Making Summer Learning Fun
Summer is a time to have fun and enjoy the outdoors. While this change of pace should give families the opportunity to rest and relax, parents often worry that their young children will forget what they’ve learned in school by not exercising their minds enough over the break. It’s especially important to keep your little one’s brain stimulated every day, as their brains are constantly developing. Parents can do this by engaging their children in purposeful play that reinforces learning all summer long.
Parents should take advantage of more leisure time by using summer to explore nature and discover science with their children. The following common outdoor activities can provide the perfect setting for firsthand lessons on physics, chemistry and biology in ways that small children can enjoy and understand.
Swinging: Swinging back and forth allows children to experience Newton’s Third Law of Motion: For every action there is an equal and opposite reaction. As the swing comes to a stop, children realize they must push off the ground to set the swing back in motion.
Sliding: Slides allow children to experience the effects of gravity and friction. Children realize they can slow down by pressing on the soles of their shoes, or lift their feet to go faster.
Swimming: Children experiment with the scientific principle of buoyancy while learning to swim, asking questions like, “Why do I float sometimes and sink other times?”
Depending on the age of your child, it’s not always necessary to explain the science behind each activity – the experiences alone help children grasp science later on.
Since the weather doesn’t always cooperate, it’s important to ensure that time spent indoors is also optimized for learning. The following activities make for a fun and interactive afternoon without having to step foot outside:
Snacktivities: Teach your child healthy habits by making simple snacks together. Fruit and cheese kabobs are fun to make and will help develop your child’s fine motor skills!
Singing: Take turns singing the lines of a familiar song to build your child’s verbal memory and develop listening and concentration skills.
Snuggling: Have your child pick out a book and snuggle up together to read it. The quality time together will also help foster literacy and vocabulary skills.
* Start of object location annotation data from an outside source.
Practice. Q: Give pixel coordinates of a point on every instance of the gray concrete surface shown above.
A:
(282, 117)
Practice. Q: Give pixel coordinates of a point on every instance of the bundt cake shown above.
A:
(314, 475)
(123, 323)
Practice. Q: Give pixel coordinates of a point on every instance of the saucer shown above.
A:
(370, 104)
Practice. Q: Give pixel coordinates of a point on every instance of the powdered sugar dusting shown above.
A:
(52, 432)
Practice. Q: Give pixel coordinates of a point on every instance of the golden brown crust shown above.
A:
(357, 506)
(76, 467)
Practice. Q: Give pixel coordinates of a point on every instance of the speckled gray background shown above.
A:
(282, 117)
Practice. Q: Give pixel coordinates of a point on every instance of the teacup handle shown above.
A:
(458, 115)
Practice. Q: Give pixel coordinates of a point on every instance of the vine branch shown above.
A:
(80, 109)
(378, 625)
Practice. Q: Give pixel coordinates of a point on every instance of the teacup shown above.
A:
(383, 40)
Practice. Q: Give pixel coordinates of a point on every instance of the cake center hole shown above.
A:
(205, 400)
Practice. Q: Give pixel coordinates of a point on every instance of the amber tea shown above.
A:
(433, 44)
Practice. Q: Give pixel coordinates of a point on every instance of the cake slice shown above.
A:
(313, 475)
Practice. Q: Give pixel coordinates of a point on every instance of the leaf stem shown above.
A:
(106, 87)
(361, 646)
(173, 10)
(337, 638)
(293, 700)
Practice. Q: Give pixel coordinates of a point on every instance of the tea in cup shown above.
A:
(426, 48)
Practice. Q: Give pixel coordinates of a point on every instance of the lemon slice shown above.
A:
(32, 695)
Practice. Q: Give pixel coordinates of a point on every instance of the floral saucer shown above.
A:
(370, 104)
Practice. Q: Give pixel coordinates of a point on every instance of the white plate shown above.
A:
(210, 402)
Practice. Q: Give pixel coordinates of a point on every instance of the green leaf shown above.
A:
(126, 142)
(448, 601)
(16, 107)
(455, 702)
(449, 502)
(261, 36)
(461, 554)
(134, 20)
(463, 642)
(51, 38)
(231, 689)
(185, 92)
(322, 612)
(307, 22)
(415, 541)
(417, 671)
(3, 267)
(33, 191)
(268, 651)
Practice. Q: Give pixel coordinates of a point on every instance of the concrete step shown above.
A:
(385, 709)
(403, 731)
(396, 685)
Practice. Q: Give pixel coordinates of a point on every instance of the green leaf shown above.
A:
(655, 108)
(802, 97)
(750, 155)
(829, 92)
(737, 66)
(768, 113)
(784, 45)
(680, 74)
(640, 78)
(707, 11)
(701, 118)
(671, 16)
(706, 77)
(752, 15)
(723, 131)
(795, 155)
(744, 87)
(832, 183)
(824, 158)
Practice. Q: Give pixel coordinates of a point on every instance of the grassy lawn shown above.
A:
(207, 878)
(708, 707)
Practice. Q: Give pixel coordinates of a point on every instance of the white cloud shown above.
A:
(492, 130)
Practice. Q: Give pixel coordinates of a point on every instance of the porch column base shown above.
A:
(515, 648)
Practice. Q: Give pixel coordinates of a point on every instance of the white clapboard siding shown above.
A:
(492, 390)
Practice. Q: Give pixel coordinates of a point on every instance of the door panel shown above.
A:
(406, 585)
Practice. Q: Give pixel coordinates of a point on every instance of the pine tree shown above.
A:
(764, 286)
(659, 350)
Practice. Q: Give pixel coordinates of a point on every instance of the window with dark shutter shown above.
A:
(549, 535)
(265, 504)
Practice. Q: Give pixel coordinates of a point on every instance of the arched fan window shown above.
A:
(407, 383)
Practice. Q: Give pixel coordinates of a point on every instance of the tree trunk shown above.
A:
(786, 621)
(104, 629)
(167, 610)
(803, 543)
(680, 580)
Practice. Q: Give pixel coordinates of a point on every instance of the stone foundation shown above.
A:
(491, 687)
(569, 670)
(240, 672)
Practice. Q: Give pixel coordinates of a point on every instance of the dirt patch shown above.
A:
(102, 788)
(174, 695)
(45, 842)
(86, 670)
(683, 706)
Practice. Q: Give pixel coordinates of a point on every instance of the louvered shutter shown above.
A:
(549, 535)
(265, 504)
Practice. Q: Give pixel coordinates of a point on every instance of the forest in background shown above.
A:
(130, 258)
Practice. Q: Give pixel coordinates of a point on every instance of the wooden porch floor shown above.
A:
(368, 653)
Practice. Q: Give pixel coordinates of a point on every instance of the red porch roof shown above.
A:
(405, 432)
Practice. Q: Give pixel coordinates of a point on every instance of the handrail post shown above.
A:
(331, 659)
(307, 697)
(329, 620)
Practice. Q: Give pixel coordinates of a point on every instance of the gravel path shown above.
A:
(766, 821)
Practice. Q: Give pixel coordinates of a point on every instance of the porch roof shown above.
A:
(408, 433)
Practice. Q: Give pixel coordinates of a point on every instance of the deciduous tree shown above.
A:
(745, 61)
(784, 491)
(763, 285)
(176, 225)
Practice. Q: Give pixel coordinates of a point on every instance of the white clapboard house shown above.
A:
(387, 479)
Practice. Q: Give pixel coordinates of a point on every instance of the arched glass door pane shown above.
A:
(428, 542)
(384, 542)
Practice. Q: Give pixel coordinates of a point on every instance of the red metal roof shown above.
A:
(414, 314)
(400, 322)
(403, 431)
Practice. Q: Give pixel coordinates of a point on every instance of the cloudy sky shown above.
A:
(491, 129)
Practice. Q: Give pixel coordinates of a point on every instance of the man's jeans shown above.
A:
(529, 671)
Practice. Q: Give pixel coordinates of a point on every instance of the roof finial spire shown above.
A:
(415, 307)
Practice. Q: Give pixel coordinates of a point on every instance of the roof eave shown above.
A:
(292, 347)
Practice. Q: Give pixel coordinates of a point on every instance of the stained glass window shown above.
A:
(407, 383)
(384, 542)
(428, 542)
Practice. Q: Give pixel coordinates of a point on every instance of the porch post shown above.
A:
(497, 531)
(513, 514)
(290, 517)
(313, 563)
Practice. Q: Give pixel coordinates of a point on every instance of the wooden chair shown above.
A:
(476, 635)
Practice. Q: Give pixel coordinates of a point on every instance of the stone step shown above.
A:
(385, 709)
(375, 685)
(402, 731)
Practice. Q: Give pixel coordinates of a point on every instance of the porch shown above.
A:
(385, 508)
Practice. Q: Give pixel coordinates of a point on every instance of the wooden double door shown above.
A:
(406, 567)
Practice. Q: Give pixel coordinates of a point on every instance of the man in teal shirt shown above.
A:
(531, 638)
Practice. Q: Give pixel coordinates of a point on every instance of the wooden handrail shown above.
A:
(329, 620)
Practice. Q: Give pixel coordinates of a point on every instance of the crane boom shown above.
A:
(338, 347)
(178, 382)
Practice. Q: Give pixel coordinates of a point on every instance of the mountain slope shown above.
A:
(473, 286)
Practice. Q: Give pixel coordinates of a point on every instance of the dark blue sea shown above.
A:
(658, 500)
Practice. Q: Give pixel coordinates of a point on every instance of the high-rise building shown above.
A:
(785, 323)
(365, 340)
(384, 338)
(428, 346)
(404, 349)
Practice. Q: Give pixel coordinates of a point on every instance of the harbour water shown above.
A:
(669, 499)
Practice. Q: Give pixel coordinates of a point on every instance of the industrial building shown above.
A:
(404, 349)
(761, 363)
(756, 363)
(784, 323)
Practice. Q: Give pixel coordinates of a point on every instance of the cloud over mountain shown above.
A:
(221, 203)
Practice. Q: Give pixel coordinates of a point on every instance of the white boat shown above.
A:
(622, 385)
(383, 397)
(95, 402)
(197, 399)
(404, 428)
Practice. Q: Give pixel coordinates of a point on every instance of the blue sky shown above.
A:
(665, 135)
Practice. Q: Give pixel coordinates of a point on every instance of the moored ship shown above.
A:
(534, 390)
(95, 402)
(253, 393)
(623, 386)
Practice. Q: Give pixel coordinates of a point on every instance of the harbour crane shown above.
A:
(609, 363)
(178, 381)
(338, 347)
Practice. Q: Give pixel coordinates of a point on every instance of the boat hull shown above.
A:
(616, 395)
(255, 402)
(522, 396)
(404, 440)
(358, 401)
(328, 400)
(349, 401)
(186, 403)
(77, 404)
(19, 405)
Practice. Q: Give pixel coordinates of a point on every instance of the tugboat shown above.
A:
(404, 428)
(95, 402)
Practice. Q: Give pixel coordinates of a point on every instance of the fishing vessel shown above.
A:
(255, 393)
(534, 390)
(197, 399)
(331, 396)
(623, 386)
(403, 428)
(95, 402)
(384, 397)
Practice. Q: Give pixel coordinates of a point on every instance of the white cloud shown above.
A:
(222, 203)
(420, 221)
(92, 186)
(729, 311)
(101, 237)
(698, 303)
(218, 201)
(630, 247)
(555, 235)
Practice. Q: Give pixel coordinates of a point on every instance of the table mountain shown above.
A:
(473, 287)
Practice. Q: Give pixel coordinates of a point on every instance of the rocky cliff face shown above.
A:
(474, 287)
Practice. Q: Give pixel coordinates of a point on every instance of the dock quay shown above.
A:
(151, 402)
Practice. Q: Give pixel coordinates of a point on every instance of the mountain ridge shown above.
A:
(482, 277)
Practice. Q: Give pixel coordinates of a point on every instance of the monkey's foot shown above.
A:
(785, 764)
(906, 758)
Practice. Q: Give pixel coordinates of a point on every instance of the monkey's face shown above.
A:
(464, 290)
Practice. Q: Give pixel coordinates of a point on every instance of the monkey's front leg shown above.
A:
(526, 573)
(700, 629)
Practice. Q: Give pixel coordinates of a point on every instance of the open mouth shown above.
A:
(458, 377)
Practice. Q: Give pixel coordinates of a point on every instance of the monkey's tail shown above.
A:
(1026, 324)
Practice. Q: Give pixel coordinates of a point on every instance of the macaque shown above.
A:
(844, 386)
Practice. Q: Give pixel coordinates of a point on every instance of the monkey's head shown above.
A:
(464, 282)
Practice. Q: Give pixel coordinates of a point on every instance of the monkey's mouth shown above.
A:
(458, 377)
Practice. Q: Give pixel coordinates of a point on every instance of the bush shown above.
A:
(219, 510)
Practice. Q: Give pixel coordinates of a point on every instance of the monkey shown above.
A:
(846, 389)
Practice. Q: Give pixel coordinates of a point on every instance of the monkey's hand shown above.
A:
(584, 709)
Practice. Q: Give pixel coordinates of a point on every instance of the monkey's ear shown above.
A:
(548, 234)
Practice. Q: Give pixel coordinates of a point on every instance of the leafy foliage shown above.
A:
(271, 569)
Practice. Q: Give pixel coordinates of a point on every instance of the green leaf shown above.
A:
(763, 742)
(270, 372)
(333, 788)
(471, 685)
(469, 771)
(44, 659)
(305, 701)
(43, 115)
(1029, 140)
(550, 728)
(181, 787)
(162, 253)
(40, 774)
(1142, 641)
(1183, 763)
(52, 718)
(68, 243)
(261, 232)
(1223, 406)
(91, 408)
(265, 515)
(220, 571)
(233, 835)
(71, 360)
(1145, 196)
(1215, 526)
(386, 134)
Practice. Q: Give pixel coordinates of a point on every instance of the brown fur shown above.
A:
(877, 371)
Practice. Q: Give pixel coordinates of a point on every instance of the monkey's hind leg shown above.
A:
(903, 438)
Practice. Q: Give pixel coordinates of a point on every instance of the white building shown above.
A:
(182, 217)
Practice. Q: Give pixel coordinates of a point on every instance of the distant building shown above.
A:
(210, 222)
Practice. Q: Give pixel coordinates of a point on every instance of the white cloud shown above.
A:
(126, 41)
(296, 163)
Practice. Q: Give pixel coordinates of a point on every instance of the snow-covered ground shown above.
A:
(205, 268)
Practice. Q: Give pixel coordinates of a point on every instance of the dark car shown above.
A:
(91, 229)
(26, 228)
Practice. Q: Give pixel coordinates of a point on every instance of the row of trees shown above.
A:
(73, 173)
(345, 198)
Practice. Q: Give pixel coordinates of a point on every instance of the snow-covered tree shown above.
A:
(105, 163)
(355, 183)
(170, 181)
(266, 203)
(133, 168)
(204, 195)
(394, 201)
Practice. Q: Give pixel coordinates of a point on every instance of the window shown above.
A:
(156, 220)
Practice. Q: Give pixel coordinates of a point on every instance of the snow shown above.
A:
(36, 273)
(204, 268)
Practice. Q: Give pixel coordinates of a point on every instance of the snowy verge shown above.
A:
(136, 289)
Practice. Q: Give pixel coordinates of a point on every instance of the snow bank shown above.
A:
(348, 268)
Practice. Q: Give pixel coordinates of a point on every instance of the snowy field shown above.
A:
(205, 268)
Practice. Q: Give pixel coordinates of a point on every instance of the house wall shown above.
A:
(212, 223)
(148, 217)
Summer programs with educational components are becoming increasingly popular. Programs that foster brain stimulation and continuous learning, such as the The Campus at Columbus, allow children to explore interesting topics through purposeful play that emphasizes engagement and discovery.
By encouraging your child to use her natural tendency to learn through summertime play and exploration, you are giving her time to practice, internalize and apply what she learned during the more academic part of the year. Investigating and exploring topics that interest her will help her develop into a well-rounded learner.